Верхний слой, или Как я латал чужое небо
Крыша не течет там, где капает.
Это Родион Чагин усвоил за пятнадцать лет крепче, чем собственный адрес. Вода — тварь ленивая и хитрая: заходит наверху, где прохудился шов, а бежит вниз по обрешетке, до самой низкой точки, и уже оттуда капает тебе за шиворот. Хозяин тычет пальцем в бурое пятно на потолке спальни: «Вот здесь чините». А чинить надо метрах в трех выше и метра на два левее, где под коньком отошел лист. Люди в это не верят. Люди верят пятну.
В тот вечер над Кировом висела гроза — из тех, что не гремит, а гудит, будто где-то за облаками работает трансформатор размером с область. Родион стоял на скате пятиэтажки на Воровского, кутался в оранжевую жилетку и думал об одном: успеть загерметизировать примыкание к вентшахте, пока не хлынуло, и — домой. Пельмени. Диван. Матч в записи, счет которого он уже знал, но все равно.
Он не нарушил свое правило. Просто оступился.
Мокрый металл, резиновый сапог, полсекунды. Нога уехала. Родион даже удивиться толком не успел — только подумал, коротко и по-рабочему: «Ну вот, дошутился». И полетел вниз, сквозь ту самую крышу, которую сам же неделю назад и латал.
Логично, в общем-то.
Падение вышло длиннее, чем полагается с пяти этажей. Настолько длиннее, что Родион успел зажмуриться, разжмуриться, увидеть под собой не двор с тополями, а серую беспросветную хмарь — и снова зажмуриться.
Приземлился он на что-то жесткое и покатое.
Крыша. Опять крыша, разрази ее гром. Только чужая.
*
Под ним раскинулся город, каких он в жизни не видел, и это еще мягко сказано. Дома лепились друг к другу, как ласточкины гнезда, крыша к крыше, без единого просвета земли внизу. А над всем этим, вместо неба, нависал СВОД.

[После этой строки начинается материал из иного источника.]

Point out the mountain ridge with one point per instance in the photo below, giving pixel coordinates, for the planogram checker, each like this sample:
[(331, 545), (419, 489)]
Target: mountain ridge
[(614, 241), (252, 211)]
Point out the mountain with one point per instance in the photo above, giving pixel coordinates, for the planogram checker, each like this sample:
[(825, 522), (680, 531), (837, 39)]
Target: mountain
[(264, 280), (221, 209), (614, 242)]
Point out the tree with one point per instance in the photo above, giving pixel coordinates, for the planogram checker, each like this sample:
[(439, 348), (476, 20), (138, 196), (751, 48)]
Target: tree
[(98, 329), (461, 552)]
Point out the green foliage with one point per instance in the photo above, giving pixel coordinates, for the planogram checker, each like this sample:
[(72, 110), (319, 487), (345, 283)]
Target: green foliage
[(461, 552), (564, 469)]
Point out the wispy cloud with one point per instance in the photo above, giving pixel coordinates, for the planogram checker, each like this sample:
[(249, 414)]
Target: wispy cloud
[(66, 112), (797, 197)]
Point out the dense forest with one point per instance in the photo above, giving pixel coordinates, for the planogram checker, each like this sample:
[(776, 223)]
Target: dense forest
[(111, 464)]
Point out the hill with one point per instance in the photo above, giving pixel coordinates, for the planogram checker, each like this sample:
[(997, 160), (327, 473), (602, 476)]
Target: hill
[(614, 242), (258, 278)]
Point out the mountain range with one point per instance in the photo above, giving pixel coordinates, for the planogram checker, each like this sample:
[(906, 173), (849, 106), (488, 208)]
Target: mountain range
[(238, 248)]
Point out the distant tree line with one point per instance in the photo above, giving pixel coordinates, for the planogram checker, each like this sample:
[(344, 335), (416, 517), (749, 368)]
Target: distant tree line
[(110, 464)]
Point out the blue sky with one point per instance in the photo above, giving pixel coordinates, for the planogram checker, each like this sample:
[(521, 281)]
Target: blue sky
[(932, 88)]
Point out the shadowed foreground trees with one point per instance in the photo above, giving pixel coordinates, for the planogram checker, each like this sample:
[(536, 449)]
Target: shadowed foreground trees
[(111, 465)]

Огромный. Каменно-серый, в потеках и разводах, уходящий куда-то ввысь и там теряющийся в собственной тени. Не небо — потолок. Гигантский, на весь мир, потолок. И в нем, то тут, то там, светились трещины — тонкие, злые, ядовито-белые, будто кто-то с той стороны водил по камню раскаленной иглой.
Под одной такой трещиной, прямо напротив Родиона, стояли люди и что-то делали. Он присмотрелся.
Латали.
Лезли по хлипким лесам к светящейся щели в своде, тыкали в нее длинными шестами с намотанной тканью, чем-то мазали. Работали молча, зло, обреченно. А из трещины на них капало. Не вода. Свет. Тяжелые белые капли срывались вниз, и там, куда они падали, камень чернел, крошился, а один раз — Родион отчетливо это видел — капля попала мастеру на плечо, и плеча просто не стало. Ни крика, ни крови. Была рука — и нет руки. Человека увели.
— Эй! — гаркнул кто-то снизу. — Ты! На коньке! Живой?
Родион осторожно съехал по скату к краю. Внизу стоял мужик — плотный, седой, в кожаном фартуке, с лицом человека, который последний раз спал при другом правительстве.
— Живой вроде, — отозвался Родион. — Слушай, отец, а где я?
— На крыше мира, где ж еще, — буркнул мужик, будто это все объясняло. — Свод течет. Ты латальщик?
Родион глянул на трещину. На то, как течет. На то, чем это заканчивается для тех, кто под ней.
— Кровельщик, — сказал он. — Пятнадцать лет.
Седой посмотрел на него так, будто Родион признался, что умеет воскрешать мертвых.
*
Звали седого Мастер Ужень, и был он старшиной Гильдии Заплатчиков — тех самых, кто держал прохудившееся небо на честном слове и мокрой тряпке. Город назывался Исподволь, а то, что текло из трещин, называли Наружным. О Наружном не говорили. Знали только, что оно ест камень, ест плоть, ест все, и что раньше свод был цел, а теперь — нет.
Родиона накормили, дали угол и через два дня отправили на леса. Латать.
Первую неделю он молчал и смотрел. И то, что он видел, ему сильно не нравилось.
Они латали пятна.
Вот трещина светится — они лезут к ней и мажут. Мажут своей смолой прямо по свечению, героически, с риском остаться без руки, а то и без головы. Заплата держится день, два, потом Наружное снова проступает — рядом, чуть ниже. И они снова лезут. И снова. Люди в Гильдии заканчивались быстрее, чем смола.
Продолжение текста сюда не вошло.